Dice José Luis González Peralbo en el libro, por ejemplo, que el tormento era aplicado a los testigos de los que se sospechara que sabían la verdad y no colaboraban lo suficiente. La gente común, especialmente los pobres, temen a las autoridades y a la justicia tanto o más que a los propios criminales.

Lo pobres más de verdad estaban obligados a andar por el borde la ley para sobrevivir, o directamente, a eludir la Ley, a pesar del castigo descomunal que eso suponía. Estaban obligados a sisar, a escurrirse, a robar algo tan de los cerdos como las bellotas, a ser eso que protagonizaba buena parte de la literatura de los primeros tiempos de entonces, a ser un pícaro. De hecho, se ve que detrás de la vida de la mayoría de la gente hay una historia que es una verdadera epopeya de la supervivencia.

Para contar esas historias se necesita de una gran habilidad comunicadora. Se necesita, especialmente, cuando la historia se cuenta de viva voz y se interpreta y en libros como La mala vida en Los Pedroches, donde se recogen historias de los archivos y uno está obligado a extraer de ellas lo mejor y más ameno.

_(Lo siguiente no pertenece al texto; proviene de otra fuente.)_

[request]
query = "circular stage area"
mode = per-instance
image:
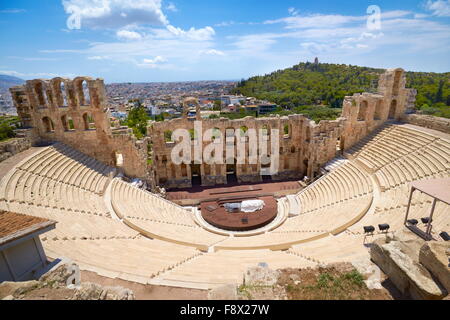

José Luis, como buen historiador que es, ha ido a los archivos y ha recogido las historias, pero para presentarlas al público en un libro ha tenido el acierto de actuar como un perfecto narrador. Y, para ello, se ha introducido en el texto él mismo. Ha contado lo que hay y ha opinado. Lo ha hecho dotando de ironía y gracia al texto e introduciendo esa suerte de chascarrillos sonoros que son los epigramas, que emplea a modo de corolario, como la aleccionadora moraleja de una fábula.

Con La mala vida en Los Pedroches, en fin, el lector pasará buenos ratos, que es un generoso fin en sí mismo, se enterará de cómo eran nuestros antepasados y la sociedad que tejieron y, cuando lo termine, se quedará con un regusto muy agradable.

* Extracto de mi intervención en la presentación del libro.